Using AI to Detect Seemingly Perfect Deep-Fake Videos

A new tool can recognize minute mismatches between the sounds people make and the shapes of their mouths. But Maneesh Agrawala, the Stanford computer science professor who developed it, says no long-term technology solution will solve the deep-fake problem. “As the technology to manipulate video gets better and better, the capability of technology to detect manipulation will get worse and worse,” he says. “We need to focus on nontechnical ways to identify and reduce disinformation and misinformation.”

How Work Will Change Following the Pandemic

COVID-19 has introduced a “new normal” to many of us working remotely, and some of those changes are going to be permanent, warns Stanford Digital Economy Lab director Erik Brynjolfsson. He examined 950 occupations to understand what occupations will be most impacted by automation and surveyed 50,000 workers about the future of remote work. “After the pandemic, we’re going to have a new economy that has a lot more people doing remote work and a lot more people using machine learning,” Brynjolfsson said. “It makes sense for managers today to think about what kinds of skills they want for that economy of the future.”

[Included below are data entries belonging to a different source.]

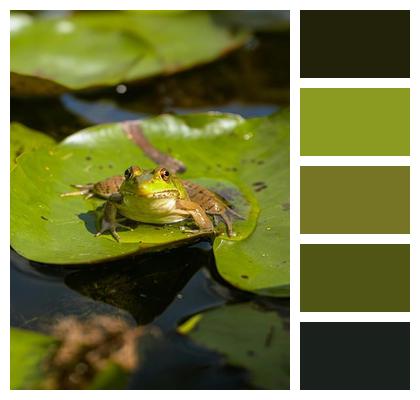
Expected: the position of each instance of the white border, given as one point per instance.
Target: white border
(295, 83)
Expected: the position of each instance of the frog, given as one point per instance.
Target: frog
(156, 196)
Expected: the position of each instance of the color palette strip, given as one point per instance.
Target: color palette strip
(355, 277)
(355, 355)
(345, 121)
(355, 122)
(355, 44)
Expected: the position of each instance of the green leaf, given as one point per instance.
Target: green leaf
(28, 351)
(260, 263)
(94, 49)
(23, 139)
(249, 338)
(112, 377)
(246, 162)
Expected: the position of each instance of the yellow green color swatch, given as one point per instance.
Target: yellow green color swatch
(355, 122)
(347, 200)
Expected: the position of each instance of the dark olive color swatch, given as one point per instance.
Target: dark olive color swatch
(355, 277)
(355, 44)
(355, 122)
(360, 200)
(355, 355)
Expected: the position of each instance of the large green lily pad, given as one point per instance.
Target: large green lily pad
(245, 161)
(248, 337)
(86, 50)
(23, 139)
(29, 352)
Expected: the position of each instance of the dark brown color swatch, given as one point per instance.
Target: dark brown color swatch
(355, 44)
(355, 277)
(355, 200)
(355, 355)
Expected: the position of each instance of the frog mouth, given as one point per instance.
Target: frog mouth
(167, 194)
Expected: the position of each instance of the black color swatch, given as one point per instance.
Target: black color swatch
(355, 44)
(355, 355)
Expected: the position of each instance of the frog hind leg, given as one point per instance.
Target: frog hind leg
(188, 207)
(109, 220)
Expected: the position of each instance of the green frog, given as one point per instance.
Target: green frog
(156, 197)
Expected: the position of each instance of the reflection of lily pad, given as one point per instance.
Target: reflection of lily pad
(252, 156)
(106, 48)
(248, 338)
(23, 139)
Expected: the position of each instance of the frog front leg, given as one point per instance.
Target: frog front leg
(109, 220)
(188, 207)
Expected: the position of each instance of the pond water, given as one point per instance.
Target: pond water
(166, 288)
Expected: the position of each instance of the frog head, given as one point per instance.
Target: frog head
(156, 183)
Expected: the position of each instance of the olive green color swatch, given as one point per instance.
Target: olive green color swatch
(355, 122)
(355, 277)
(363, 200)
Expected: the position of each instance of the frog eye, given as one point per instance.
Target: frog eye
(128, 173)
(164, 173)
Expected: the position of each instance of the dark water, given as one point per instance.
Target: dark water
(166, 288)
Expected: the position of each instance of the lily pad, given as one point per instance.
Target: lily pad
(246, 162)
(249, 338)
(88, 50)
(28, 351)
(23, 139)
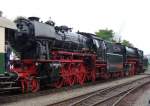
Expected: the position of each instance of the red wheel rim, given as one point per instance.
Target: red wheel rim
(81, 74)
(35, 85)
(23, 86)
(93, 76)
(58, 84)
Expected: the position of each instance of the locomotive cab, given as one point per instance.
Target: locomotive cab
(7, 78)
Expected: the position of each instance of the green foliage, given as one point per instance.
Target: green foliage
(127, 43)
(108, 35)
(105, 34)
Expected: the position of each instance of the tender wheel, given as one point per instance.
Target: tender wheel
(33, 85)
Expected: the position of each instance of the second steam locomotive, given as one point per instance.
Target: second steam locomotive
(36, 54)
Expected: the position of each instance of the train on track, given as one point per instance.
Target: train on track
(35, 54)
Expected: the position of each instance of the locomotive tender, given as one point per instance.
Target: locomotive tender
(49, 55)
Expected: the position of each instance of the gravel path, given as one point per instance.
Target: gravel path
(64, 95)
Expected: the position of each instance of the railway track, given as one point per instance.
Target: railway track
(39, 97)
(105, 97)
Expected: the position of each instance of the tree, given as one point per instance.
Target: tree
(127, 43)
(105, 34)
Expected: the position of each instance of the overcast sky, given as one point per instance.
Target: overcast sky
(128, 18)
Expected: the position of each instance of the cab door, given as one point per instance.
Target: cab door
(2, 50)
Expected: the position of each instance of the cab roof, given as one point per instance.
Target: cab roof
(6, 23)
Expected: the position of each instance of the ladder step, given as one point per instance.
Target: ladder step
(10, 88)
(7, 82)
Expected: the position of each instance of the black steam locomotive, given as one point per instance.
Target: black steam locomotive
(56, 56)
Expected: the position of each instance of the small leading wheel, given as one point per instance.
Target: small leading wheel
(59, 83)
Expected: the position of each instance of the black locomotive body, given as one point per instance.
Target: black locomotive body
(54, 55)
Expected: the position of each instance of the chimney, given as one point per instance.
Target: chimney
(1, 13)
(34, 18)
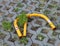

Is GPT-3 Intelligent? A Directors’ Conversation with Oren Etzioni

In this Directors’ Conversation, HAI’s John Etchmendy interviews Allen Institute CEO Oren Etzioni about GPT-3 (impressive behaviors but not intelligence), the trolley problem (edge cases that don’t focus on the main value), artificial general intelligence (far, far from our current reality), adversarial versus cooperative AI, and other fascinating philosophical questions. 

A Fitness App with a Story to Tell: Can Narrative Keep Us Moving?

Getting healthy? You have your pick of digital tools – fitness bands, smartwatches, online social networks – to help. But those tools are often not enough to keep us on track. Part of the problem, says HAI Associate Director James Landay, is they don’t keep us mentally engaged. His research explores adding storytelling into a fitness app. As users meet their goals, they see the next chapter in an ongoing tale. The study is already showing positive results. 

How AI Systems Use Mad Libs to Teach Themselves Grammar

Machines can learn a lot about language by playing a fill-in-the-blank game reminiscent of “Mad Libs,” finds Christopher Manning, a Stanford professor of linguistics and of computer science. “As these models get bigger and more flexible, it turns out that they actually self-organize to discover and learn the structure of human language. It’s similar to what a human child does.” That has big implications for natural language processing, which is increasingly central to AI systems that answer questions, translate languages, help customers, and even review resumes.